Atlantic Sea Island Group LLC last week sued to stay a November decision by the U.S. Maritime Administration (MARAD) granting New Jersey “adjacent coastal state” designation in the federal review of Safe Harbor Energy, a proposed liquefied natural gas (LNG) terminal.
The suit was filed in U.S. District Court for the District of Columbia. If the MARAD decision is allowed to stand, it would give New Jersey veto power over the construction of the facility, which would serve the New York metropolitan region.
Attorneys for Atlantic Sea Island said they believe MARAD did not have the authority to make the designation and did not apply the standards that Congress required when it created the “adjacent coastal state” statute in 1974.
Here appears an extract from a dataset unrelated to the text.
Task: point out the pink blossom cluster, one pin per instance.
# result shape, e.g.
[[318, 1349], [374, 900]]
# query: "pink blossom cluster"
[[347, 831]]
“The agency relied on a one and one-quarter page letter from the National Oceanic and Atmospheric Administration (NOAA). In contrast, the Atlantic Sea Island permit application extends to some 5,000 pages,” Atlantic Sea Island said. “Furthermore, despite four Freedom of Information Act requests, the government has refused to disclose the NOAA letter to the company.”
The terminal is proposed for a 60.5-acre man-made island 23 miles from New York Harbor, 19 miles from New Jersey and 13.5 miles south of Long Beach, Long Island. Safe Harbor is designed to bring LNG to the New York metro region and the northeastern United States and have the capacity to deliver up to 2 Bcf/d to 65 million consumers. The terminal would store LNG in four on-site tanks before regasification and transmission.
“This is about adherence to the rule of law and the intent of Congress,” said Atlantic Sea Island Chairman Howard Bovers. “This is about fairness, merit and the judicial review of a process that appears to have run afoul of special interests. This is about an application that seeks to follow the spirit and letter of the law and is being punished for having done so.”
Safe Harbor is in direct competition with the Broadwater LNG project proposed by TransCanada and Shell on the north side of Long Island in the protected waters of Long Island Sound about nine miles from the closest New York shoreline and 11 miles from the closest Connecticut shoreline. Safe Harbor’s U.S. Coast Guard application was deemed complete last summer (see NGI, Aug. 20, 2007). Broadwater received a favorable environmental review from the Federal Energy Regulatory Commission in January (see NGI, Jan. 14). Broadwater has been strongly opposed by the state of Connecticut (see NGI, Oct. 1, 2007).
Both Broadwater and Safe Harbor would serve New York regional markets. Broadwater would be connected to the Iroquois Gas Transmission System, while Safe Harbor presumably would be connected to Transcontinental Gas Pipeline.
Atlantic Sea Island is a consortium of private investors.